Rural Mental Health: Implications for Telepsychiatry in Clinical Service, Workforce Development, and Organizational Capacity
“Benefits of telepsychiatry include diagnostic accuracy and service satisfaction, which have been found to be comparable between in-person and telepsychiatry assessment…Patients also prefer telepsychiatry over waiting a longer period of time to see a specialist or traveling a significant distance for an appointment. Moreover, telepsychiatry can reduce absenteeism (work, school), enhance sense of patient choice and control, and spare patients from long, expensive, and life-disrupting journeys.”
Published by the Telemedicine Journal and e-Health in April 2012. Authors: Jane Chung-Do, Susana Helm, Michael Fukuda, Dan Alicata, Stephanie Nishimura, and Iwalani Else.

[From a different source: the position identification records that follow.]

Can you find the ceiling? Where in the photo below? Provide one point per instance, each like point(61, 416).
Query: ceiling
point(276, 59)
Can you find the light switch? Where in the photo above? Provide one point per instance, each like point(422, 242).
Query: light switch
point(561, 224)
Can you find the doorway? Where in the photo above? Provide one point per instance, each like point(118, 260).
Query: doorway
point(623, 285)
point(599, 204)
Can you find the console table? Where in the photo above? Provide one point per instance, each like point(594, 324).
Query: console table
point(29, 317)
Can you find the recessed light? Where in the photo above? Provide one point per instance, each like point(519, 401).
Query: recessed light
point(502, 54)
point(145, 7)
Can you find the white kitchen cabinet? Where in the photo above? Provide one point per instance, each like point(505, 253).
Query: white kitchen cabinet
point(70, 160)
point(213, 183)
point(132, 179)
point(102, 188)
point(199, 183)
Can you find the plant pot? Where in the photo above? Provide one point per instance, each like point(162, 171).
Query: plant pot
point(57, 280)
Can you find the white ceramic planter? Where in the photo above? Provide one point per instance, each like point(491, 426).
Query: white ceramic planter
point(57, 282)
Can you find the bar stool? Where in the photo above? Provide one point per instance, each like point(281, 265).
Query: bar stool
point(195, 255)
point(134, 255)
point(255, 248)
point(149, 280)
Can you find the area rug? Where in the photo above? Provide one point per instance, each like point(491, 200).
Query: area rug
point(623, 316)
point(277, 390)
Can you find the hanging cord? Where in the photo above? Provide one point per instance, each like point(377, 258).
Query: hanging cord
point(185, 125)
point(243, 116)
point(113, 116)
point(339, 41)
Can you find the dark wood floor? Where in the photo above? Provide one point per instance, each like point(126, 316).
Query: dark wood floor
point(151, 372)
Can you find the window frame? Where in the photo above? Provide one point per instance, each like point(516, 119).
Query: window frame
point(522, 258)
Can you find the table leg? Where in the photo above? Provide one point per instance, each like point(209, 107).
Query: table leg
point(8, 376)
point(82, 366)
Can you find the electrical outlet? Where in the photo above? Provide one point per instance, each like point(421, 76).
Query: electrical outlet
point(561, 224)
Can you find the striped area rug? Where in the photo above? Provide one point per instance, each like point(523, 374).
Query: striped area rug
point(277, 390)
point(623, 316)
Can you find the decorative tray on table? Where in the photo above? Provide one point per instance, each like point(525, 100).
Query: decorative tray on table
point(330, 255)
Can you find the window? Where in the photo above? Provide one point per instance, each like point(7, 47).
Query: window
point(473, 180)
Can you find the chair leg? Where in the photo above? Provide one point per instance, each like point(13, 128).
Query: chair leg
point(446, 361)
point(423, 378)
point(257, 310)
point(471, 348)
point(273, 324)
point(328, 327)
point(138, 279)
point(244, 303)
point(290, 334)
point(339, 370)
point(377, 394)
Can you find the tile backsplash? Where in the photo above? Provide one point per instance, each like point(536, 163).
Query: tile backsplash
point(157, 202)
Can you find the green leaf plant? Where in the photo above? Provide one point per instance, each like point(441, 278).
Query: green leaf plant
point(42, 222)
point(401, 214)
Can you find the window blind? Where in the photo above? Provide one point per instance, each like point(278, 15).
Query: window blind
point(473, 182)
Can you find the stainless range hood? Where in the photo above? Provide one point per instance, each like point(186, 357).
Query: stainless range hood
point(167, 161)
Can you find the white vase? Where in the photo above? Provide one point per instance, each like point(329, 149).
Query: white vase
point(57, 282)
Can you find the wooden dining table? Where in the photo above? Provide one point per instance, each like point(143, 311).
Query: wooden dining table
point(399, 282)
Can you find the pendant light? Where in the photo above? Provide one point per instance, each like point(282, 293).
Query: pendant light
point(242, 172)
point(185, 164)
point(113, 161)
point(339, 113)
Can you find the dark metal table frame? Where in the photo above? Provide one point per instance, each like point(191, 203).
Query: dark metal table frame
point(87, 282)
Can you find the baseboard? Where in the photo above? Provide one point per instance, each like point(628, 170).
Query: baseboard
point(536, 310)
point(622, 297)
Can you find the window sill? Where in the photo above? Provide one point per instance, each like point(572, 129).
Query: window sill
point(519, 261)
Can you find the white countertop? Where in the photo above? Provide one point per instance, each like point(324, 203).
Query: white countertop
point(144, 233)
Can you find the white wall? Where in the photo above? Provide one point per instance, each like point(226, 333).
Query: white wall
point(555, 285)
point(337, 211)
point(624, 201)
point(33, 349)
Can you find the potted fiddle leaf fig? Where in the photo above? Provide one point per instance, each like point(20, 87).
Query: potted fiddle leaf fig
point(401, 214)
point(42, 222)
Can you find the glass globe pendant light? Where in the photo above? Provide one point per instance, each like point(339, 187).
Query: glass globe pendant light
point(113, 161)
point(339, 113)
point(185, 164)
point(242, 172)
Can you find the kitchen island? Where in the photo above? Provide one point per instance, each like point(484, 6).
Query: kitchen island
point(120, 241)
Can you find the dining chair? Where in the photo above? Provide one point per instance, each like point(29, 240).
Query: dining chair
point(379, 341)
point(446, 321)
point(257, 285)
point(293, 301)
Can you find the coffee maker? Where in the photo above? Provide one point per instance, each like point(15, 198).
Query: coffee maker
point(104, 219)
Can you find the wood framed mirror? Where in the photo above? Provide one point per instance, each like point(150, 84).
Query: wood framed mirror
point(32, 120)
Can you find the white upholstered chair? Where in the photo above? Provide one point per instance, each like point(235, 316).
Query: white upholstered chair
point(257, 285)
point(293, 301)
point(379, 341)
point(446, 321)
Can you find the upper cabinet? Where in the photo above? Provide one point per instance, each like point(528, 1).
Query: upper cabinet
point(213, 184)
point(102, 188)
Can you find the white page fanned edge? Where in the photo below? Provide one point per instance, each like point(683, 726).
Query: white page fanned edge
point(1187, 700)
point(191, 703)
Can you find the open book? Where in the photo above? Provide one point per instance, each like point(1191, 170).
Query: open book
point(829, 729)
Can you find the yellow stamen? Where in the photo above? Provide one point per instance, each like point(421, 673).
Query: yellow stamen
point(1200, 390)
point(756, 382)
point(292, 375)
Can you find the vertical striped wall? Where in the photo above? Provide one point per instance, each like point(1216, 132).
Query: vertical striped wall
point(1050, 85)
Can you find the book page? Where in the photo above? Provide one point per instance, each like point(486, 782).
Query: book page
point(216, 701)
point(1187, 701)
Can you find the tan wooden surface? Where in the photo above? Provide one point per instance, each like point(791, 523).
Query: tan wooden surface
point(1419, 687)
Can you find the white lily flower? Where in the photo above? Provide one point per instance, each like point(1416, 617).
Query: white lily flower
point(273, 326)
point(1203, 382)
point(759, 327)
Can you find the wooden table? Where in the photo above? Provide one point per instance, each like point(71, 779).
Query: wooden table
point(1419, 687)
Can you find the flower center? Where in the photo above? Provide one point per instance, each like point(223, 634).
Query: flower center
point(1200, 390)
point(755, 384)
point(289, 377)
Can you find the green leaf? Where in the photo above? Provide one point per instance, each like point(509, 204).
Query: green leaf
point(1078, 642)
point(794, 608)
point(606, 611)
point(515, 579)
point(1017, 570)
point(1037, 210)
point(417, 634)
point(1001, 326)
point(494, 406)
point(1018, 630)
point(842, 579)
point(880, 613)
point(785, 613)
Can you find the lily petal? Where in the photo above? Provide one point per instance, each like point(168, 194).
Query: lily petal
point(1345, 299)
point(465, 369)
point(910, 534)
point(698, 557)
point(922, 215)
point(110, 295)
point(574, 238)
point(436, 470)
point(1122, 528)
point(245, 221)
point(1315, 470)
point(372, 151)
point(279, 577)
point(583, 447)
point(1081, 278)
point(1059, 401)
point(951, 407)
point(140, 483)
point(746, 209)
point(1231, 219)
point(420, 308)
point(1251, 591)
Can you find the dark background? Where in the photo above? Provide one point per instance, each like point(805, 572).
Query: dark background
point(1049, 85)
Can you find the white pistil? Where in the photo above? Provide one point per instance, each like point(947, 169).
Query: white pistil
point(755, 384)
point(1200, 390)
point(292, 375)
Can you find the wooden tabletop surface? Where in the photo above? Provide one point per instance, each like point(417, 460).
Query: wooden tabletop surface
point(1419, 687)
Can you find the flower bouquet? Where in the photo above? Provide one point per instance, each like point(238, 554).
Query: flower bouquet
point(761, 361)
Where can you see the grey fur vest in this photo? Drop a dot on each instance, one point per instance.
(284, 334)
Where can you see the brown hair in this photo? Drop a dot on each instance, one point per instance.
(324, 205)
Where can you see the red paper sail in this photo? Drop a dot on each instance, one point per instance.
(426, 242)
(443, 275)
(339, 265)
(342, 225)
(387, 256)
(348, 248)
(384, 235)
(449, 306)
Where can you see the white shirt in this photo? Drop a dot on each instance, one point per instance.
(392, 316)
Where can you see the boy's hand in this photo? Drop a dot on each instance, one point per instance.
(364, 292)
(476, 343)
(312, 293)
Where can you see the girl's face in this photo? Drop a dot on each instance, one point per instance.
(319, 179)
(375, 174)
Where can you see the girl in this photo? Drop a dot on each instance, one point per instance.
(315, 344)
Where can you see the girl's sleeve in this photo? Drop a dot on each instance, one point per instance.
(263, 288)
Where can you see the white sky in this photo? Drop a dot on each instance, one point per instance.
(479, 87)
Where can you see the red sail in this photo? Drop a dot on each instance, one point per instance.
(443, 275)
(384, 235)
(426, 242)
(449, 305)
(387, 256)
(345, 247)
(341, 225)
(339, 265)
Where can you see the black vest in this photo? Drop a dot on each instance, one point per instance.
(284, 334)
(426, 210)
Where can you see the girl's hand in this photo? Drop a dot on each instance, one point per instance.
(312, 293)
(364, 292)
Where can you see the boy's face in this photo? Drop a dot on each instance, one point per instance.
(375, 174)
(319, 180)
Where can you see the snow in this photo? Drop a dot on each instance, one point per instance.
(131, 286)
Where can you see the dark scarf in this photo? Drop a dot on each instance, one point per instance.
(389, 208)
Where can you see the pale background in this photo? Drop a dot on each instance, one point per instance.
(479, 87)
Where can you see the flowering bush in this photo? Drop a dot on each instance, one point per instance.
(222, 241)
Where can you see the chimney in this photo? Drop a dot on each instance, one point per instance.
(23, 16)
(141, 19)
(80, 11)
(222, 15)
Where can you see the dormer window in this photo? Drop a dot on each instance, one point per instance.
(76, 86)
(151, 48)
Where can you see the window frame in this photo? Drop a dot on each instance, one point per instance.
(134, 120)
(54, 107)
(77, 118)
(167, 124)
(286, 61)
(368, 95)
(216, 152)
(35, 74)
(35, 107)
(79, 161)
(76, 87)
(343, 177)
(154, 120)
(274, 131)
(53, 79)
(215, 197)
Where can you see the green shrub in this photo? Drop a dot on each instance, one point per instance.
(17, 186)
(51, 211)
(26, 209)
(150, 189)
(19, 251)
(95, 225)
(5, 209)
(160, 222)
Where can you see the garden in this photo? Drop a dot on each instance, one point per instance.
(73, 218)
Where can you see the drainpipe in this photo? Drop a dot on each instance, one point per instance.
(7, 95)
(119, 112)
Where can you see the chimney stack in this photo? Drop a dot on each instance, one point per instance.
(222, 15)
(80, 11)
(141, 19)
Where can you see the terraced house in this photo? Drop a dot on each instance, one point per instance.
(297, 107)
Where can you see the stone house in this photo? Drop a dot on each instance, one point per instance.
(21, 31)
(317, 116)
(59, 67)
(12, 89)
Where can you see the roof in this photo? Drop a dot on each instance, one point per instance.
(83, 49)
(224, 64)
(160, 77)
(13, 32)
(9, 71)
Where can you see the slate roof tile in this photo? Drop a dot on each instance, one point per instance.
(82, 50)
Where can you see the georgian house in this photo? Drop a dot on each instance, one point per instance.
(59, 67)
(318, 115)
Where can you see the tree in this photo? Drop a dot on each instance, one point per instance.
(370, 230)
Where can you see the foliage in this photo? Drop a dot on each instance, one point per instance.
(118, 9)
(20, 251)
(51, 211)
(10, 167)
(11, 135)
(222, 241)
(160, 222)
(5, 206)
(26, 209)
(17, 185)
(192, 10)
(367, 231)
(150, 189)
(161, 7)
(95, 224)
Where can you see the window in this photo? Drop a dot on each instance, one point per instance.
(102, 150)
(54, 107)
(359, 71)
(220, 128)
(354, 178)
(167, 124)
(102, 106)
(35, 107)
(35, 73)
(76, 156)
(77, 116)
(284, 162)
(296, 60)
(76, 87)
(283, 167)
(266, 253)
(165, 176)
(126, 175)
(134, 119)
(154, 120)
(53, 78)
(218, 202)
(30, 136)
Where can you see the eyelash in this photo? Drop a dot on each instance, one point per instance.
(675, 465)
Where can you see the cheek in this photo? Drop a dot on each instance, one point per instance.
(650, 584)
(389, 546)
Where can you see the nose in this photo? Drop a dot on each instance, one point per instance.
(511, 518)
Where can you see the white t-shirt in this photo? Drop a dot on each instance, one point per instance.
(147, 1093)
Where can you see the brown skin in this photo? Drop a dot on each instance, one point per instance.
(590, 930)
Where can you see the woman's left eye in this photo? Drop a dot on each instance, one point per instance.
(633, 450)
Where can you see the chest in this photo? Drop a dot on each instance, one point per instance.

Use of Telepsychiatry to Improve Care for People With Mental Illness in Rural North Carolina
Telehealth improves access to medical services, especially for people living in rural areas. In North Carolina, the advantages of telepsychiatry also go beyond improving access. This article describes a diverse program of telehealth and telepsychiatric service delivery and discusses its advantages and disadvantages.
Published by the North Carolina Medical Journal in May/June 2011. Authors: Saeed SA, Diamond J, and Bloch RM.
Using telemedicine to avoid transfer of rural emergency department patients.
Telemedicine technologies have the potential of providing earlier diagnosis and intervention, of saving lives and of avoiding unnecessary transfers from rural hospital emergency departments to urban hospitals. This evaluation study demonstrates the potential value of telemedicine use in rural emergency departments to patients, rural hospitals and rural communities.
Published by the Journal of Rural Health in 2001. Authors: Hicks LL, Boles KE, Hudson ST, Madsen RW, Kling B, Tracy J, Mitchell JA, and Webb W.